If the low cost of digital storage encourages inclusiveness in documentary evidence, however, the nature of the network exerts a countervailing pressure—or at least it should. Living in the world of the Norton Anthologies and multi-decade Papers of… editions we have been conditioned to fret about exclusion and inclusion, but the Internet has taken an entirely different view of the matter. Tim Berners-Lee, building on the network, assumed that to encompass a topic completely you would have to rely on the electronic synthesis of hyperlinked resources—decentralization over centralization. Everything is intertwined on the web, and all boundaries are permeable. The sheer ease of linking and the machine-readable nature of digital collections allows websites to be satisfied with incompleteness, since a viewer can jump elsewhere for complementary content, additional information, or services.
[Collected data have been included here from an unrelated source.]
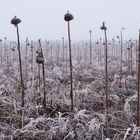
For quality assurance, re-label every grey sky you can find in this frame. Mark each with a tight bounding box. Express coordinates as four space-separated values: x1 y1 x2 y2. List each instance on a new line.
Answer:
1 0 140 41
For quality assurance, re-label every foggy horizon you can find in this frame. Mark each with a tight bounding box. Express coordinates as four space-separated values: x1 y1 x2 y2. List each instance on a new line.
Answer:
1 0 140 41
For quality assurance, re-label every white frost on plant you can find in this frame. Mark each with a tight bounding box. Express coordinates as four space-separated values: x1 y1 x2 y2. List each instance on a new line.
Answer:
74 109 89 121
63 131 75 140
124 94 137 116
94 113 106 125
114 74 120 79
124 100 130 113
123 127 131 140
87 118 100 134
127 75 133 79
110 94 120 102
57 112 69 133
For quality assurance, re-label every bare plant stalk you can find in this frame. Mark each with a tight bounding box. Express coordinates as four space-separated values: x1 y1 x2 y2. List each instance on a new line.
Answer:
104 30 108 110
31 41 34 74
38 64 41 90
99 38 102 64
120 32 123 81
127 48 131 74
101 22 108 137
130 44 133 74
89 30 92 65
101 22 108 110
62 37 65 61
68 21 73 112
66 43 68 73
120 28 125 86
9 43 12 67
137 29 140 126
30 41 34 88
64 11 74 112
16 25 25 107
42 62 47 112
85 43 88 64
6 43 9 73
0 40 3 69
136 41 138 68
39 40 47 112
112 39 115 57
4 40 6 62
25 38 28 81
97 41 100 63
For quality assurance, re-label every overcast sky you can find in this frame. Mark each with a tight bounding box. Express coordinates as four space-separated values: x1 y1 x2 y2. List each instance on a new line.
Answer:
0 0 140 41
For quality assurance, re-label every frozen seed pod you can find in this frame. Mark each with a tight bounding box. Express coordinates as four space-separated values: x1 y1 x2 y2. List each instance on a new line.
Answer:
100 22 107 30
36 53 44 64
64 11 74 21
11 16 21 26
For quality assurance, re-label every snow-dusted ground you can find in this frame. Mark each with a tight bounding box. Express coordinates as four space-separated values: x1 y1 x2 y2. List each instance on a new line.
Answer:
0 39 139 139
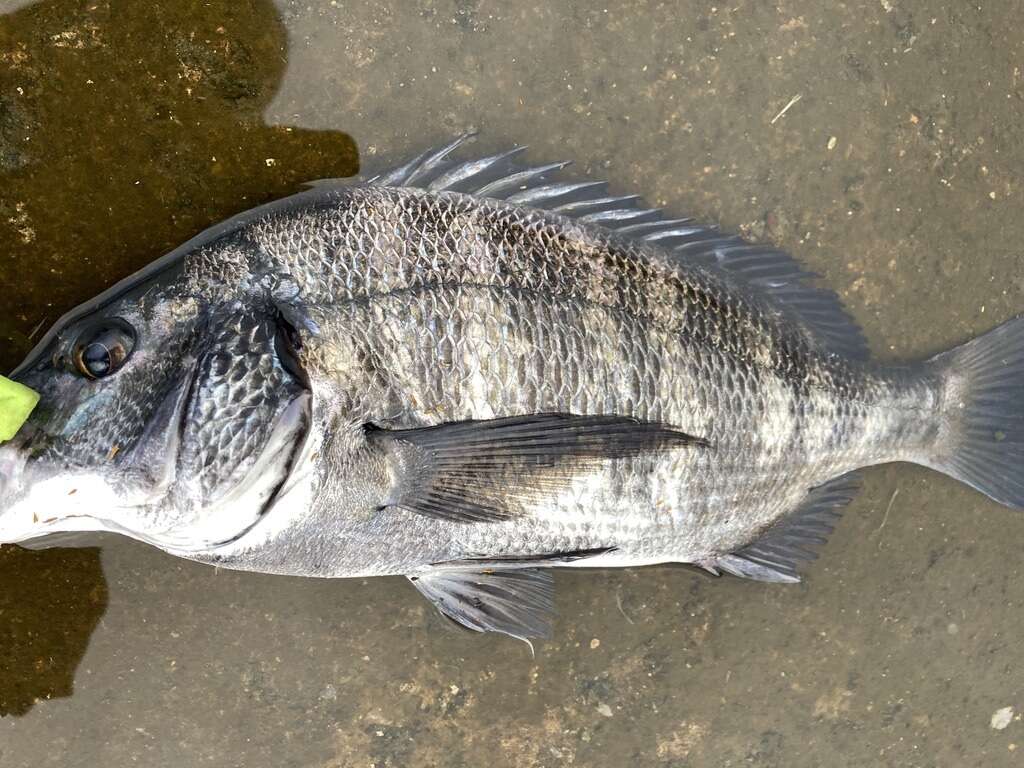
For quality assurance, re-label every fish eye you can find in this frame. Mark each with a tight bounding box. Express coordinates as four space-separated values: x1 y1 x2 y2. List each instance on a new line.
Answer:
71 319 137 380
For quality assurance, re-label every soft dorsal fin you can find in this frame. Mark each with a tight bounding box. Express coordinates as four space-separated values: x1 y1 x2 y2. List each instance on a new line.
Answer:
711 472 862 583
363 134 868 361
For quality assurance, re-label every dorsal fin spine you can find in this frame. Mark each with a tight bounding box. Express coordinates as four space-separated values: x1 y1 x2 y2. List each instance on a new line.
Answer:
363 135 868 360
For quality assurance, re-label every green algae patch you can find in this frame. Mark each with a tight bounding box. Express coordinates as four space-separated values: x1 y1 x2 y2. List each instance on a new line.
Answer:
0 375 39 442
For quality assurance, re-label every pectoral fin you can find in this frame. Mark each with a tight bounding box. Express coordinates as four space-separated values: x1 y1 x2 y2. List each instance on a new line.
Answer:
372 413 704 524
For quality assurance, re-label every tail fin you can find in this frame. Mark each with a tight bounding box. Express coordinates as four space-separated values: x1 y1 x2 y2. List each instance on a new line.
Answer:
929 317 1024 509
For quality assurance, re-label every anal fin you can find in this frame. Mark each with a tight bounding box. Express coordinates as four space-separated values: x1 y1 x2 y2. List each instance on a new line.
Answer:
713 472 861 583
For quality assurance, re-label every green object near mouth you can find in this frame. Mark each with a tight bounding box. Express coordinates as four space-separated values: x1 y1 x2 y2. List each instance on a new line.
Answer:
0 375 39 442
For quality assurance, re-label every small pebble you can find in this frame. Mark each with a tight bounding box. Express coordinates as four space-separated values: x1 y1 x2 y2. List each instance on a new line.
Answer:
596 702 613 717
991 706 1014 730
590 638 600 649
826 136 837 151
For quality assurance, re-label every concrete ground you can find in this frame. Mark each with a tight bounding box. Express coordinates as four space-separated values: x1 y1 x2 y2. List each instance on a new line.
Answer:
0 0 1022 765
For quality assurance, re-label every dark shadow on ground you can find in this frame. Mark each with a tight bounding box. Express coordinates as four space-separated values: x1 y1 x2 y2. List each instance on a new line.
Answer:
0 0 358 716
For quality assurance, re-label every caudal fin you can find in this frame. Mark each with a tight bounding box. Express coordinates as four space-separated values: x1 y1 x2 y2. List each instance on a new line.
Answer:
929 317 1024 509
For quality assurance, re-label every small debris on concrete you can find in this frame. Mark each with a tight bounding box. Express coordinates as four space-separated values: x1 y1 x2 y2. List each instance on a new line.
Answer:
770 93 802 124
991 707 1014 730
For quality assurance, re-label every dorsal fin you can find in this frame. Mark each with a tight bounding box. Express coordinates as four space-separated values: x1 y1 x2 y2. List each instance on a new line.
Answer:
711 472 862 583
363 134 869 361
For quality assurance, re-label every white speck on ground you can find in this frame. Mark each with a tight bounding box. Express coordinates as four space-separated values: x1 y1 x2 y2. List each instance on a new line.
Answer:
991 707 1014 730
321 684 339 701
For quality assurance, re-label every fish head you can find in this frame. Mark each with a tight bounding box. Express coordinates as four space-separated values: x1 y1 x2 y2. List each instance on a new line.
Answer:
0 233 313 553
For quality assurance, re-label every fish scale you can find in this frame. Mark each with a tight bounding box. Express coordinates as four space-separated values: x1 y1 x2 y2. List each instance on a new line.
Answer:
238 186 891 564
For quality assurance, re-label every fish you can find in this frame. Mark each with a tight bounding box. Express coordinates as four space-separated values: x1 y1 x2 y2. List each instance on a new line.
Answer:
2 133 1022 643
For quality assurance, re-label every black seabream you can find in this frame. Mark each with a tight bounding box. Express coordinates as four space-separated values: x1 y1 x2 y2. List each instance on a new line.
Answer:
2 135 1021 642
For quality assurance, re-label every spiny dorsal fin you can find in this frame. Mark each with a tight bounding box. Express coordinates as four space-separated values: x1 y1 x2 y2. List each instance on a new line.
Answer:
713 472 862 583
362 134 869 361
370 413 705 524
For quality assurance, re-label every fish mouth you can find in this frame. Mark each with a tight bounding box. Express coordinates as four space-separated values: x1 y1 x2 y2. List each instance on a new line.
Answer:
0 354 312 552
0 357 203 547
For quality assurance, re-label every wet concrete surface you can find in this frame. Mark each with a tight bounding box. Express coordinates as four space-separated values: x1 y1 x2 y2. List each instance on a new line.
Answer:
1 0 1022 765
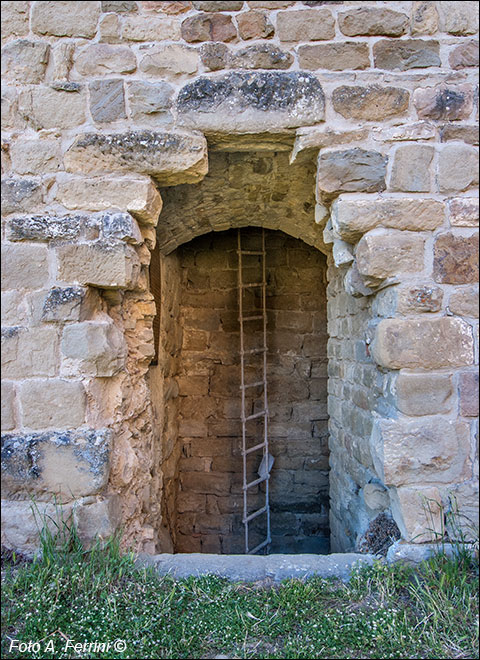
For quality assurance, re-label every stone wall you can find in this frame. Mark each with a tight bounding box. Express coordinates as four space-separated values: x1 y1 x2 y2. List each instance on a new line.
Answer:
1 1 478 555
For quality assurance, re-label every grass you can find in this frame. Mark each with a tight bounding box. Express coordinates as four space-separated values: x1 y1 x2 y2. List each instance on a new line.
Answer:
2 517 478 660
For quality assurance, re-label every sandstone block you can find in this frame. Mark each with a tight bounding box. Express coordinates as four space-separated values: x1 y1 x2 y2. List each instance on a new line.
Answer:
355 229 424 286
1 244 49 290
440 124 479 145
181 12 237 42
56 176 162 225
373 39 440 70
1 40 50 84
73 496 121 546
339 7 408 37
89 79 126 123
61 321 126 377
52 42 75 79
102 1 138 10
247 1 294 7
277 9 335 41
7 214 83 242
331 197 444 243
371 317 474 369
56 243 140 290
122 15 181 40
1 85 23 131
10 139 62 175
433 232 479 284
99 13 121 43
448 287 479 318
1 178 43 215
1 327 58 379
1 2 30 41
41 286 101 322
371 417 471 487
447 481 479 541
449 199 479 228
362 483 389 512
449 40 479 69
317 149 387 196
193 1 243 9
180 471 231 495
199 42 230 71
19 85 87 130
298 43 370 71
391 486 443 543
19 379 86 430
437 145 479 193
438 1 478 35
139 44 199 77
177 71 325 132
411 2 439 36
141 1 191 12
32 1 101 38
414 84 474 121
1 292 28 327
236 10 274 40
372 121 436 143
127 81 174 120
102 212 143 244
231 44 293 70
389 144 434 192
458 372 479 417
1 381 16 431
64 131 207 186
396 284 444 314
396 373 453 416
332 85 409 121
75 44 136 76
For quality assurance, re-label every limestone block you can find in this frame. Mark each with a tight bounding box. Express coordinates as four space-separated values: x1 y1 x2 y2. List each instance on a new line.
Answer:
181 12 237 42
331 197 444 243
317 149 387 196
1 291 29 326
371 417 471 487
448 286 479 318
127 81 174 121
231 44 293 70
449 198 479 227
1 244 49 290
449 40 479 70
390 486 443 542
1 178 43 215
332 239 354 267
122 15 181 40
192 1 243 9
371 318 474 369
1 2 30 41
139 44 199 77
439 124 479 145
10 139 62 175
18 85 87 130
236 10 274 40
414 84 474 121
75 44 136 76
298 43 370 71
61 320 126 377
142 0 191 11
73 496 121 546
1 85 24 131
177 71 325 132
356 230 424 286
373 39 440 70
89 79 126 123
332 86 409 121
437 1 478 35
52 42 75 80
64 131 208 186
372 121 436 142
411 2 439 36
99 13 122 43
56 243 140 290
437 145 479 193
396 284 444 314
110 435 139 487
343 262 375 298
291 127 368 163
41 286 101 322
6 214 83 242
339 8 408 36
1 429 111 500
447 481 479 541
1 381 16 431
102 1 138 10
1 327 58 379
433 233 479 284
389 144 434 192
396 373 453 416
1 40 50 84
32 1 102 38
458 372 479 417
19 379 86 430
56 176 162 225
362 482 389 512
276 9 335 41
102 212 143 244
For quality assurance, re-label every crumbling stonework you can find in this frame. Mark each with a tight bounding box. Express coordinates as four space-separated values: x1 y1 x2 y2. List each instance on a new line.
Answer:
1 1 478 556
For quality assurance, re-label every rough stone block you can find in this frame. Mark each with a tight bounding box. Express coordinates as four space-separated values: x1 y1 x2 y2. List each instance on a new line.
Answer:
449 198 479 227
1 85 24 131
73 496 121 546
51 41 75 79
438 1 478 35
1 2 30 40
9 139 62 175
1 178 43 215
139 44 199 77
396 284 444 314
362 483 389 512
102 1 138 11
449 40 479 69
32 1 101 38
373 39 440 70
332 85 409 121
437 145 479 193
414 84 474 121
192 1 243 9
236 10 274 40
1 40 50 84
331 197 444 243
75 44 136 76
1 382 16 431
19 379 86 430
89 79 126 123
339 7 408 36
1 244 49 290
64 131 208 186
356 229 425 286
56 176 162 225
41 286 100 323
458 372 479 417
231 44 293 70
411 1 439 36
181 12 237 42
391 486 443 542
1 428 111 500
102 212 143 244
127 81 174 120
6 214 83 242
1 327 58 379
317 149 387 196
390 144 434 192
122 15 181 40
433 233 479 284
371 318 474 369
18 85 87 130
447 481 479 541
177 71 325 132
448 286 479 318
56 243 140 290
277 9 334 41
440 124 479 145
298 43 370 71
61 320 126 377
396 373 453 416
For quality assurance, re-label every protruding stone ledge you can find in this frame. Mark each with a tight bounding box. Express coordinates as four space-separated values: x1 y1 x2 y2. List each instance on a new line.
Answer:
176 71 325 132
64 130 208 186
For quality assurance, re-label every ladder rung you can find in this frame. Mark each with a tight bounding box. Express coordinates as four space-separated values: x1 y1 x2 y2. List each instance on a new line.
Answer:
248 538 270 555
241 347 267 355
243 505 267 524
238 250 264 256
239 314 264 322
243 410 266 422
240 282 265 289
243 474 268 490
240 380 264 390
244 441 266 455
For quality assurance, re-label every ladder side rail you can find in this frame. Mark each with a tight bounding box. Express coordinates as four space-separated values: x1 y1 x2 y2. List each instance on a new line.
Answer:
237 229 249 554
261 228 271 548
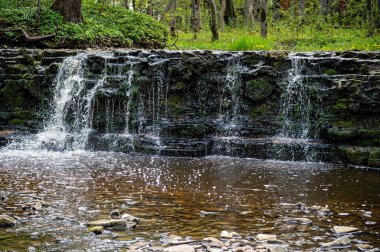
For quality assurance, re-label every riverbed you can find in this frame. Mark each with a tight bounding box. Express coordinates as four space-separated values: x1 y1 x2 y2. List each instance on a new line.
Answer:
0 151 379 251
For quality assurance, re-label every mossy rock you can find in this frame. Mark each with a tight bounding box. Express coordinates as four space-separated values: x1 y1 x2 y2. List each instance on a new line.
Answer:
244 79 273 103
327 128 357 142
329 98 358 113
368 148 380 168
338 146 369 166
324 69 338 76
9 118 25 126
88 225 104 235
357 129 380 138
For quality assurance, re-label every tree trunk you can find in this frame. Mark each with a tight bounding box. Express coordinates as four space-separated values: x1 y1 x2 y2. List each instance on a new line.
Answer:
220 0 226 31
191 0 199 38
377 0 380 28
36 0 42 23
253 0 260 22
208 0 219 40
196 0 202 29
320 0 329 15
166 0 178 37
124 0 129 8
260 0 267 37
244 0 254 27
367 0 375 36
299 0 305 17
52 0 82 23
225 0 236 25
132 0 136 10
147 0 153 16
272 0 281 19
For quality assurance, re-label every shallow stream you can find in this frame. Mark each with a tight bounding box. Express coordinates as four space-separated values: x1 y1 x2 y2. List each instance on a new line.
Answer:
0 151 379 251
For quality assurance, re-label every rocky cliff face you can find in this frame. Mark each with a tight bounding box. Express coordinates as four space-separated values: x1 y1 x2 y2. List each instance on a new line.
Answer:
0 49 379 167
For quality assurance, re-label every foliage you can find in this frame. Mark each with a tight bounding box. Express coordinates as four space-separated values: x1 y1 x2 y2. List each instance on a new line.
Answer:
0 0 378 51
0 0 168 48
170 26 380 51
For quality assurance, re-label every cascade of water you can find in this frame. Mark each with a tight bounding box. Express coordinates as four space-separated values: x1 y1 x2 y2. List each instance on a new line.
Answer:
6 53 110 151
124 61 136 135
146 59 168 137
279 53 312 139
217 54 245 138
219 54 244 121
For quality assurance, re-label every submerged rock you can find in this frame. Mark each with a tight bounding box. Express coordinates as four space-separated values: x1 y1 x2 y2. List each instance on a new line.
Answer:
0 215 17 227
321 235 351 248
284 217 312 225
87 219 136 230
162 244 195 252
88 225 104 234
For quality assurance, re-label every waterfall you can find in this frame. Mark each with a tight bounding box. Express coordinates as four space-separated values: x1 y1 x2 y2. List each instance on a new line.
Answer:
279 53 312 139
217 54 245 138
124 61 136 135
5 53 108 151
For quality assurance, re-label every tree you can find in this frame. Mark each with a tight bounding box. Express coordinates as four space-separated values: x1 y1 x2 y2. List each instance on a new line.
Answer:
207 0 219 40
52 0 82 23
320 0 329 15
367 0 375 35
260 0 267 37
244 0 259 27
191 0 200 38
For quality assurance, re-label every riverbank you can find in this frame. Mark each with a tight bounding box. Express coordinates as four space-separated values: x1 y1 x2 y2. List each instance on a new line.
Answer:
168 28 380 51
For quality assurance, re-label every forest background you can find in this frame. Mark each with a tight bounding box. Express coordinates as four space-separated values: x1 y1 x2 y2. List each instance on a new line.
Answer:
0 0 379 51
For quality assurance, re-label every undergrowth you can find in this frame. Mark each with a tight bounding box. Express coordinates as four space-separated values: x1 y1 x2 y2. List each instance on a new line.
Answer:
0 1 168 48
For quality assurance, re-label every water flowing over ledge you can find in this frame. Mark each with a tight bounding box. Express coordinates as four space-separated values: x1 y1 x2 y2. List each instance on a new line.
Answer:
0 49 379 166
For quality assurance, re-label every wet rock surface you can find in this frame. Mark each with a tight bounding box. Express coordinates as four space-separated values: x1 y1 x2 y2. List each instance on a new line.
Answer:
0 49 379 167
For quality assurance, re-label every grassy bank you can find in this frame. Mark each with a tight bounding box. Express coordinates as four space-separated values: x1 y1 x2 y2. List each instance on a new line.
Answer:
169 27 380 51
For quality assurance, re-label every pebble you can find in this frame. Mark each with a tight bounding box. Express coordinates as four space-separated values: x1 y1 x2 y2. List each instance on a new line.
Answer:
220 230 234 239
110 210 121 219
267 245 288 252
203 237 225 247
0 215 17 227
121 213 140 223
220 230 240 239
33 201 43 211
357 244 374 251
162 244 195 252
255 234 277 241
332 225 359 234
27 247 36 252
365 221 377 225
321 235 351 248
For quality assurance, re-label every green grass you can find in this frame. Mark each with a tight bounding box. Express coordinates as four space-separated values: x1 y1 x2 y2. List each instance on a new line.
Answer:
0 1 168 48
169 26 380 51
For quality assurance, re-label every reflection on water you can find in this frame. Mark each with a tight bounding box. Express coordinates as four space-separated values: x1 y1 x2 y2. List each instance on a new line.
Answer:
0 151 379 251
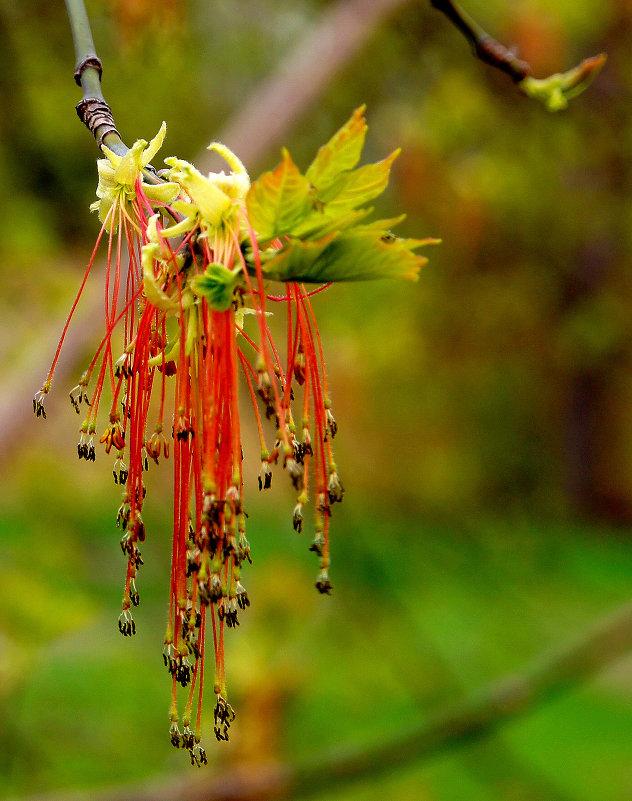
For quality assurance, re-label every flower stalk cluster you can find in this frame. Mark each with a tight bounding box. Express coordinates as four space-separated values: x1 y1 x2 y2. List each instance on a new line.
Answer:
35 108 437 761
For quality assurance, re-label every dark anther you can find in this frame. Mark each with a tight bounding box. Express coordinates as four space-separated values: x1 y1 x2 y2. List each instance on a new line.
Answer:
199 524 219 553
285 459 304 491
113 465 128 485
315 577 333 595
187 520 196 546
188 639 201 661
222 539 238 560
317 496 331 516
118 611 136 636
74 54 103 86
214 697 236 728
199 575 223 606
176 657 192 688
207 500 226 527
293 507 303 533
191 743 208 766
309 537 324 557
214 725 230 742
258 466 272 491
169 723 182 749
186 551 200 577
159 360 177 377
136 521 146 542
182 726 195 750
163 646 179 676
33 397 47 419
328 479 344 505
69 385 90 414
294 350 306 385
115 358 133 379
294 442 305 464
225 609 239 628
117 503 131 530
323 409 338 441
209 574 223 603
238 537 252 565
121 548 144 570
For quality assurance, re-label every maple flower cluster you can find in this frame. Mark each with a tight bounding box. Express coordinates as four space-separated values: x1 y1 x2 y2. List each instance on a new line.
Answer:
34 107 436 763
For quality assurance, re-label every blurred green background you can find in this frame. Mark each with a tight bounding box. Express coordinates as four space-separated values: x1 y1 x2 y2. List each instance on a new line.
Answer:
2 0 632 799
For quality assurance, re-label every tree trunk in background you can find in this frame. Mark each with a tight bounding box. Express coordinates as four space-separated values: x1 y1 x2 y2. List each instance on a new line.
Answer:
564 8 632 522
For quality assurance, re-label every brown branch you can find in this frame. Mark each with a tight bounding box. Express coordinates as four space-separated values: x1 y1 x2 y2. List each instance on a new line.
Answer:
430 0 606 110
430 0 530 81
75 96 120 151
21 599 632 801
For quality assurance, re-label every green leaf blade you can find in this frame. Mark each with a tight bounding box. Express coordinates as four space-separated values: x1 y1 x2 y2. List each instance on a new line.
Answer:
291 207 373 240
263 228 433 284
246 149 313 241
305 106 368 192
317 149 400 211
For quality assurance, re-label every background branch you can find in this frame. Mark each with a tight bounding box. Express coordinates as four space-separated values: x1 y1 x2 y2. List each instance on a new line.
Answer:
21 598 632 801
430 0 530 81
430 0 606 109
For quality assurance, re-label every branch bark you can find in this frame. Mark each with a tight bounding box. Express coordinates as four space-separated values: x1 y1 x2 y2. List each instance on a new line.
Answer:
430 0 530 81
64 0 126 154
20 599 632 801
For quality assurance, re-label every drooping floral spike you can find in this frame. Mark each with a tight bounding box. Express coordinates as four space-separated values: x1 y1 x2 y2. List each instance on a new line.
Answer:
34 108 438 762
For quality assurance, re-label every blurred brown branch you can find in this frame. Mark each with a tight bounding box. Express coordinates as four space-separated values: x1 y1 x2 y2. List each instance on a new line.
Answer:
430 0 531 81
21 598 632 801
431 0 606 110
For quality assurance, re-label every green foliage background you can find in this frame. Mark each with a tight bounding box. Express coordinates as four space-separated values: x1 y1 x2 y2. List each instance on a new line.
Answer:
2 1 632 799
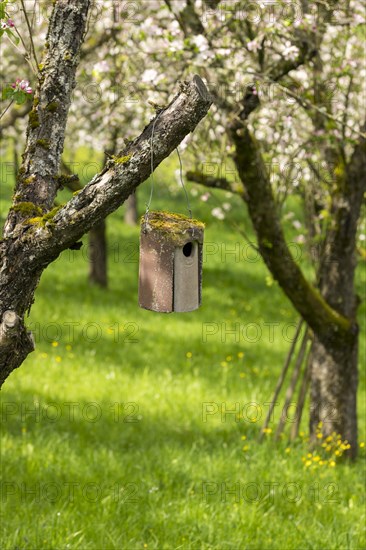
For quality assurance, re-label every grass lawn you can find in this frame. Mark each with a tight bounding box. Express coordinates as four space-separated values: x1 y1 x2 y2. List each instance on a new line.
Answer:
0 150 365 549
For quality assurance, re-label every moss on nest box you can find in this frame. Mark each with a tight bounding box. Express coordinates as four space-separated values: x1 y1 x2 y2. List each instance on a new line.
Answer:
141 210 204 246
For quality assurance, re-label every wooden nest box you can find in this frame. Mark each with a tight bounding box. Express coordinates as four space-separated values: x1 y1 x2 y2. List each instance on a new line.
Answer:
138 211 204 313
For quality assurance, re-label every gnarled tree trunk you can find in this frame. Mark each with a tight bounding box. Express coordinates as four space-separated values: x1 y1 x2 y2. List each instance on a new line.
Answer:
309 336 358 452
189 117 364 459
0 0 212 388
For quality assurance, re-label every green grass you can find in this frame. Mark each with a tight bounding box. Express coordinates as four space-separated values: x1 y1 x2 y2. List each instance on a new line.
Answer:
0 150 365 549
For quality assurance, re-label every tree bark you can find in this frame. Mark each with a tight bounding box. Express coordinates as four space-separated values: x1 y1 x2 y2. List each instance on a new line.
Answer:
309 336 358 456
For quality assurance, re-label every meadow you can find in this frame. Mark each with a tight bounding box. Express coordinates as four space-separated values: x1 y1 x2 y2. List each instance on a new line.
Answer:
0 150 365 549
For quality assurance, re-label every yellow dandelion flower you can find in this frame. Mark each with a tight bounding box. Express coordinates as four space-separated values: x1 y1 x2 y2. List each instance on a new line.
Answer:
51 341 59 347
360 442 365 448
319 460 325 466
239 373 246 378
238 352 244 358
226 355 232 361
186 352 192 359
41 353 48 359
316 433 323 439
55 356 62 363
66 344 72 351
285 447 291 454
305 460 312 467
325 445 332 452
241 435 247 441
312 456 320 462
220 361 228 368
329 460 336 467
242 445 249 452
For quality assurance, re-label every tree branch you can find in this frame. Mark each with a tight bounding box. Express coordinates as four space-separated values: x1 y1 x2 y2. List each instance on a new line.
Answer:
0 76 212 319
32 77 211 255
186 169 245 197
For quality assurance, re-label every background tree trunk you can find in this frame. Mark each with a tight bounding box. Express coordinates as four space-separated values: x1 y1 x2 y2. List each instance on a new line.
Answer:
309 336 358 455
124 192 138 226
88 219 108 287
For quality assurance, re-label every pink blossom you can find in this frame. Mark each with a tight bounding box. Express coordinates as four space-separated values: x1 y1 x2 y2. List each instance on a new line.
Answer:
1 18 15 29
11 79 33 94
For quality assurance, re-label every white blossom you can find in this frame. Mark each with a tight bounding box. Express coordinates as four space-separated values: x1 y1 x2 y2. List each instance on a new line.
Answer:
211 207 225 220
141 69 159 83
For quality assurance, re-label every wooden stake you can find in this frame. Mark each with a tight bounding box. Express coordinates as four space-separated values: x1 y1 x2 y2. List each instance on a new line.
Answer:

We should therefore take inspiration not from the editorial projects of print but from this core characteristic of the web: network-scale systems. The idea of a strongly bounded editorial series in the digital edge is folly. Instead, we should be pushing toward network-scale scholarship and curation. The Internet is very good at combining resources and services spread across the network and, if done correctly, this can enhance the natural research process while allaying the fear of digital collection providers that they have failed to be comprehensive. When the University of Michigan Library, the Cornell University Library, and the State and University Library Göttingen implemented a common search layer on top of their scans of rare historical works on mathematics to create the Distributed Digital Library of Mathematical Monographs, they were thinking at network-scale rather than within their own cave. When Price’s Whitman Archive offers its DTD for download so that other collections can encode the works of contemporaries in complementary ways, they are thinking at network-scale. When digital collections use APIs, OAI-PMH, and Creative Commons licenses, they are thinking at network-scale.
The vernacular web has become increasingly savvy about how networks work. For instance, the simplicity and availability (from its conception) of Twitter’s APIs and the liberation of its content from the Twitter.com domain has successfully encouraged the development of a tremendous ecosystem around the service. The rather shrewd assumption made by the founders of Twitter is that others will have a better sense of what to do with their content than they will. As much as it may pain us, academics could learn a thing or two from the oft-maligned Twitter.
The interrelations enabled by APIs and open data undoubtedly offend those with traditional views of authorship and edited collections. In his crowd-pleasing keynote to the gathered booksellers at the 2006 Book Expo convention in Washington, John Updike famously ridiculed Wired editor Kevin Kelly’s notion of a universal digital library (in Kelly’s New York Times Magazine article “Scan This Book!”, itself a transparent attempt to provoke) as full of “teeming, promiscuous word snippets stripped of credited authorship,” and stirringly implored his audience to “defend your lonely forts [and] keep your edges dry.”2
Upon reflection, most academic researchers have always disrespected those edges. Perhaps on occasion the literary scholar might receive as much insight as needed from a single poem or novel, or a historian of the ancient world a complete understanding from a single account—or a philosopher a new idea from an Ionian fragment—but for most scholars new knowledge is created through an expansive exercise of gathering texts, images, and other evidence from a variety of sources and then subjecting that ad hoc collection to an interpretive and synthetic process. For us the edges are never dry—we create our own soup of books, articles, maps, data—and in turn our works inspire, and are blended with, other sources.
This is not the loss of authorship or of canonical, bounded collections. Harold Bloom’s sense of genius need not feel threatened. But the act of immersive, singular-work obsession is only one mode of academic attention, often accompanied by other, more promiscuous behaviors. Updike seems to think that the two are polar opposites, but surely both are practiced by most scholars. Indeed, in most research processes shallow scanning leads to immersive reading, and immersive reading to new methodologies and new combinations of ideas and documents. Stewards of digital academic resources should strive to enable these processes maximally, without the assumption that viewers will spend their entire time on one site.